In de inleiding tot de poëziebundel Caroling Dusk, Countee Cullen beschreef de dichter Arna Bontemps als ', te allen tijde koel, kalm en intens religieus, maar nooit' profiteert van de vele mogelijkheden die hen worden geboden voor gerijmde polemieken. '
Bontemps heeft misschien poëzie, kinderliteratuur en toneelstukken gepubliceerd tijdens de Harlem Renaissance, maar hij is nooit beroemd geworden door Claude McKay of Cullen.
Maar Bontemps werkt als een opvoeder en bibliothecaris waardoor de werken van de Harlem Renaissance tot generaties lang worden vereerd.
Bontemps werd geboren in 1902 in Alexandria, La., Van Charlie en Marie Pembrooke Bontemps. Toen Bontemps drie was, verhuisde zijn familie naar Los Angeles als onderdeel van de Great Migration. Bontemps ging naar de openbare school in Los Angeles voordat hij naar het Pacific Union College ging. Als student aan het Pacific Union College studeerde Bontemps in het Engels, minderjarig in geschiedenis en werd lid van de Omega Psi Phi-broederschap.
Na het afstuderen van Bontemps ging hij naar New York City en aanvaardde een onderwijsfunctie op een school in Harlem.
Toen Bontemps arriveerde, was de Harlem Renaissance al in volle gang. Bontemps gedicht "The Day Breakers" werd gepubliceerd in de bloemlezing, De nieuwe neger in 1925. Het jaar daarop won het gedicht van Bontemps "Golgatha is een berg" de eerste prijs in de Alexander Pushkin-wedstrijd gesponsord door Kans.

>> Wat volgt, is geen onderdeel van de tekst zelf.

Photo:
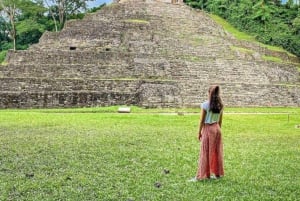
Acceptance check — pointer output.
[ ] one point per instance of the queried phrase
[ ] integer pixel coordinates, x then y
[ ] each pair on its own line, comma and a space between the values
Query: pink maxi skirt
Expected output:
211, 152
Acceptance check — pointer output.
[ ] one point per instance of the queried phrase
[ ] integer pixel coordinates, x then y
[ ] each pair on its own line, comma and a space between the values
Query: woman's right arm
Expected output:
202, 119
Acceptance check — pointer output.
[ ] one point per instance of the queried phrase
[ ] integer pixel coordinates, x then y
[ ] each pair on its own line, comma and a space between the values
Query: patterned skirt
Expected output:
211, 152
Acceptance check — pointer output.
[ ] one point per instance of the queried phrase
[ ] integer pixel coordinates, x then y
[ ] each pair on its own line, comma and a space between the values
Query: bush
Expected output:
2, 56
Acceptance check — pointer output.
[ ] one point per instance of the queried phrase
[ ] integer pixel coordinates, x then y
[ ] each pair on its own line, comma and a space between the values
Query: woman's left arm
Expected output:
221, 119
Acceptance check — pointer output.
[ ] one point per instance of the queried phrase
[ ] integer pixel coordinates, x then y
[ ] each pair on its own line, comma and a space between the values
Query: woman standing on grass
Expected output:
211, 153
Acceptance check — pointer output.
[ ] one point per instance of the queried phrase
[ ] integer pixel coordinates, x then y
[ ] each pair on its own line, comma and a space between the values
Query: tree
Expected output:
9, 7
61, 9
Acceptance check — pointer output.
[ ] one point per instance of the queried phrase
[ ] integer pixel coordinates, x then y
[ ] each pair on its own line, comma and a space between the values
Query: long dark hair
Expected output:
215, 101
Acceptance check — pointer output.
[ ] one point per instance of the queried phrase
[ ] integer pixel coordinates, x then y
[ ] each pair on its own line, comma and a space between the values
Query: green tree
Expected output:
61, 9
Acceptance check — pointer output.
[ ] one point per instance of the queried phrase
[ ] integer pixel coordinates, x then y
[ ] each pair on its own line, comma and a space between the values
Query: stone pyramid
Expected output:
150, 54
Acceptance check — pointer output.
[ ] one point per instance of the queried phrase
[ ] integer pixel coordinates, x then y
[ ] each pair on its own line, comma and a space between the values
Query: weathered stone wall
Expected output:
146, 53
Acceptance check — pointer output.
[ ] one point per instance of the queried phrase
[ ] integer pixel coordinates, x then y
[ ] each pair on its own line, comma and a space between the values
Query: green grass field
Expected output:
95, 154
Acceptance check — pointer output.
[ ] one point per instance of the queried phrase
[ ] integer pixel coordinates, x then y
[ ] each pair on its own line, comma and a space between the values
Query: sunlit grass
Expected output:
103, 155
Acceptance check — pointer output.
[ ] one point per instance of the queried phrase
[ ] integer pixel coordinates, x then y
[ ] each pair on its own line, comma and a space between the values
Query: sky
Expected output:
96, 3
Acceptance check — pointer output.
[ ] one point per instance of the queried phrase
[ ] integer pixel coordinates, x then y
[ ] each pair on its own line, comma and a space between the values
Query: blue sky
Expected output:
96, 3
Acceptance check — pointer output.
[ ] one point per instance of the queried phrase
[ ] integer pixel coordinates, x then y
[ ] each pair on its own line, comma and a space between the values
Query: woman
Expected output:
211, 154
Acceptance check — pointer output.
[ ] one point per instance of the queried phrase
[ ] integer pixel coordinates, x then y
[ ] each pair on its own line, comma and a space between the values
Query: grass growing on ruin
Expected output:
244, 36
58, 155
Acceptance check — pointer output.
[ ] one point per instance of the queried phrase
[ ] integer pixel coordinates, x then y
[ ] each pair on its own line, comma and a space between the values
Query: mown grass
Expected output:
96, 154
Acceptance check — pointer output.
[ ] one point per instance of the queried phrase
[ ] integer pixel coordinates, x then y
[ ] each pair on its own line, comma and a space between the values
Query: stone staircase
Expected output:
146, 53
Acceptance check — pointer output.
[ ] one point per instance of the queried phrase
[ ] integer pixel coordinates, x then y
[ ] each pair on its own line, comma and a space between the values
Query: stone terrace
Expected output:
146, 53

Bontemps schreef de roman, God stuurt zondag in 1931 over een Afro-Amerikaanse jockey. In datzelfde jaar accepteerde Bontemps een onderwijsfunctie aan het Oakwood Junior College. Het jaar daarop kreeg Bontemps een literaire prijs voor het korte verhaal 'A Summer Tragedy'.
Hij begon ook kinderboeken te publiceren. De eerste, Popo en Fifina: Children of Haïti, is geschreven met Langston Hughes. In 1934 publiceerde Bontemps Je kunt geen opossum aaien en werd ontslagen uit Oakwood College vanwege zijn persoonlijke politieke overtuigingen en bibliotheek, die niet in overeenstemming waren met de religieuze overtuigingen van de school.
Toch bleef Bontemps schrijven en in 1936 Black Thunder: Gabriel's Revolt: Virginia 1800, werd gepubliceerd.
In 1943 keerde Bontemps terug naar school en behaalde een masterdiploma bibliotheekwetenschap aan de Universiteit van Chicago.
Na zijn afstuderen werkte Bontemps als hoofdbibliothecaris aan de Fisk University in Nashville, Tenn. Gedurende meer dan twintig jaar werkte Bontemps aan de Fisk University en leidde hij de ontwikkeling van verschillende collecties over de Afrikaans-Amerikaanse cultuur. Via deze archieven kon hij de bloemlezing coördineren Grote slavenverhalen.
Naast het werken als bibliothecaris, bleef Bontemps schrijven. In 1946 schreef hij het stuk, St. Louis vrouw met Cullen.
Een van zijn boeken, Het verhaal van de neger werd bekroond met de Jane Addams Children's Book Award en ontving ook het Newberry Honor Book.
Bontemps trok zich in 1966 terug aan de Fisk University en werkte voor de University of Illinois voordat hij als curator van de James Weldon Johnson Collection diende.
Bontemps stierf op 4 juni 1973 aan een hartaanval.